Ironically, had just read yesterday, in times of india view and counter view on the issue
Study says homework doesn’t help students score better grades
Still a key part of education
According to the study carried out by University of Virginia researchers – one in which they looked at the transcripts and grades of more than 18,000 Xth grade students – homework doesn’t necessarily help children get higher grades, although it may help them get better standardised test scores. On the face of it, the criticism is valid in India as well. Students in a large number of schools here – both public and private – are burdened with large amounts of homework from an early age. But to conclude from this that homework per se is unnecessary would be to throw out the baby with the bathwater.
Does homework need to be rethought so that it is less of a burden and engages the child more effectively? Certainly. As the co-author said, homework should be used to integrate what is going on in the classroom, not simply make the student work for the sake of working. That being said, having homework in some form at least is essential in the Indian system where teacher quality, interest and student per teacher ratio are all often below acceptable norms. In such an environment where classroom learning can be painfully inadequate, homework’s supplementary effect can be crucial. The homework-free style can only work in an ideal education system, and India’s is very far from that.

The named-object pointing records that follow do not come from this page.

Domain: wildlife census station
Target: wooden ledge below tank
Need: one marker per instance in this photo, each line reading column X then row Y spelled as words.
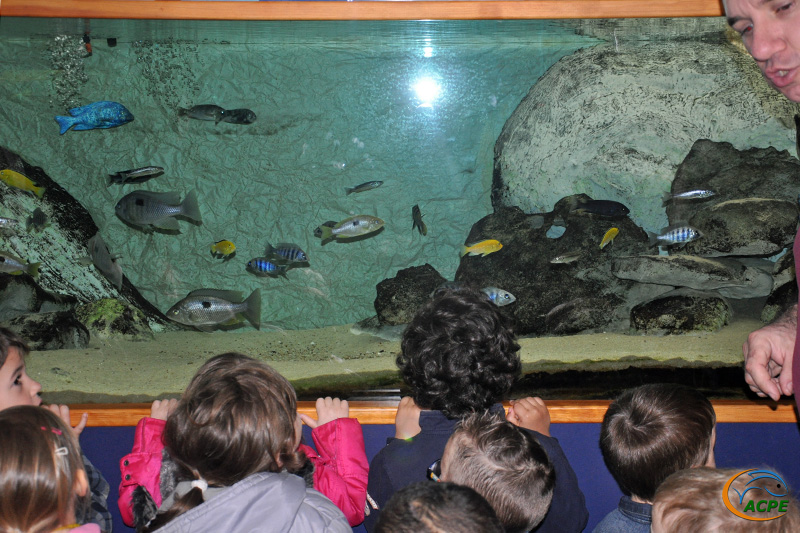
column 382, row 412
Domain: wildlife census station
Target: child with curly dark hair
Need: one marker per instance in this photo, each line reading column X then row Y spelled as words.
column 459, row 357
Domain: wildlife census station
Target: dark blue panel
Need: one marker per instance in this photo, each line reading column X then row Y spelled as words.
column 738, row 445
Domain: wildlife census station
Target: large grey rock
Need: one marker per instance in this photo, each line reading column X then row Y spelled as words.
column 682, row 311
column 60, row 247
column 730, row 278
column 20, row 295
column 733, row 175
column 744, row 227
column 550, row 295
column 616, row 122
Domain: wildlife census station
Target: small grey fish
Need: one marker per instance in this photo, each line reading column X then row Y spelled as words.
column 104, row 261
column 416, row 217
column 238, row 116
column 37, row 221
column 318, row 229
column 697, row 194
column 203, row 112
column 673, row 235
column 363, row 187
column 352, row 227
column 135, row 175
column 8, row 225
column 157, row 210
column 568, row 257
column 11, row 264
column 797, row 134
column 499, row 297
column 286, row 252
column 205, row 309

Even more importantly, the study only measures a narrow, quantifiable aspect of homework’s effects. There are other intangibles that are crucial. Handling homework equips students with a whole set of work and life skills – from taking responsibility for one’s work to work discipline to learning how to research information – that are essential in work life and higher education. And isn’t learning those skills as much a part of a child’s education as learning how to score well in an exam?
Homework should be abolished
School is stressing out our youngsters, as evidenced in the high number of school students committing suicide. We should, therefore, be committed to removing stress from the school system. A primary contributor to stress is the oppressive burden of daily homework foisted on the student. Wrestling with piles of homework, whose load seems to increase every day, parent and kids alike are exhausted in equal measure. The truth is that much of the take-home assignments are simply an act of faith, without benefiting the overworked students.
After long-drawn school hours, kids return home and immediately get down to tackling the day’s homework. Where is the time to relax and do other extra-curricular activi-ties? Little wonder that kids, these days, appear highly-strung and reluctant to go to school. School-related stomachaches, headaches, sleep problems and depression are on the rise. The constant pressure of moving from one deadline to another leaves them perpetually harassed. Parents too have a hard time, often doing a major part of the homework to help out the child. Is homework necessary to get good grades? There’s no foundation for this belief. The fear and pressure of homework exhaust students, killing their curiosity and most importantly their keenness and desire to learn. In many countries like the US, Denmark and Japan, schools have cut down on or entirely eliminated homework, since it contributes nothing to learning or creativity.
At home the debate over homework is yet to have an impact. Even though there’s been discussion around inordinately heavy school bags which burden children, directly linked to the issue of homework. More than a decade ago the Yashpal committee report had proposed concrete suggestions to lessen the school bag load. Regrettably, they haven’t yet come to fruition. Junk the pointless system of homework, and don’t overburden our kids.